R-package beeswarm generates same x-coordinates


I am working on a script where I need to calculate the coordinates for a beeswarm plot without immediately plotting. When I use beeswarm, I get x-coordinates that aren't swarmed, and more or less the same value: enter image description here

But if I generate the same plot again it swarms correctly: enter image description here

And if I use dev.off() I again get no swarming:

enter image description here

The code I used:

n <- 250
df = data.frame(x = floor(runif(n, 0, 5)),
                y = rnorm(n = n, mean = 500, sd = 100))

#Plot 1:
A = with(df, beeswarm(y ~ x, do.plot = F))
plot(x = A$x, y=A$y)

#Plot 2:
A = with(df, beeswarm(y ~ x, do.plot = F))
plot(x = A$x, y=A$y)

dev.off()

#Plot 3:
A = with(df, beeswarm(y ~ x, do.plot = F))
plot(x = A$x, y=A$y)

It seems to me like beeswarm uses something like the current plot parameters (or however it is called) to do the swarming and therefore chokes when a plot isn't showing. I have tried to play around with beeswarm parameters such as spacing, breaks, corral, corralWidth, priority, and xlim, but it does not make a difference. FYI: If do.plot is set to TRUE the x-coordinates are calculated correctly, but this is not helpful as I don't want to plot immediately.

Any tips or comments are greatly appreciated!


Solution

  • You're right; beeswarm uses the current plot parameters to calculate the amount of space to leave between points. It seems that setting "do.plot=FALSE" does not do what one would expect, and I'm not sure why I included this parameter.

    If you want to control the parameters manually, you could use the functions swarmx or swarmy instead.
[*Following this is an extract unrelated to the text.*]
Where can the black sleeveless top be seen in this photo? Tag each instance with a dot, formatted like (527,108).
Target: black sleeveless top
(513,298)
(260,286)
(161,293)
These functions must be applied to each group separately, e.g.

    dfsplitswarmed <- by(df, df$x, function(aa) swarmx(aa$x, aa$y, xsize = 0.075, ysize = 7.5, cex = 1, log = ""))
    
    dfswarmed <- do.call(rbind, dfsplitswarmed)
    
    plot(dfswarmed)
    

    In this case, I set the xsize and ysize values based on what the function would default to for this particular data set. If you can find a set of xsize/ysize values that work for your data, this approach might work for you.

    Otherwise, perhaps a simpler approach would be to leave do.plot=TRUE, and then discard the plots.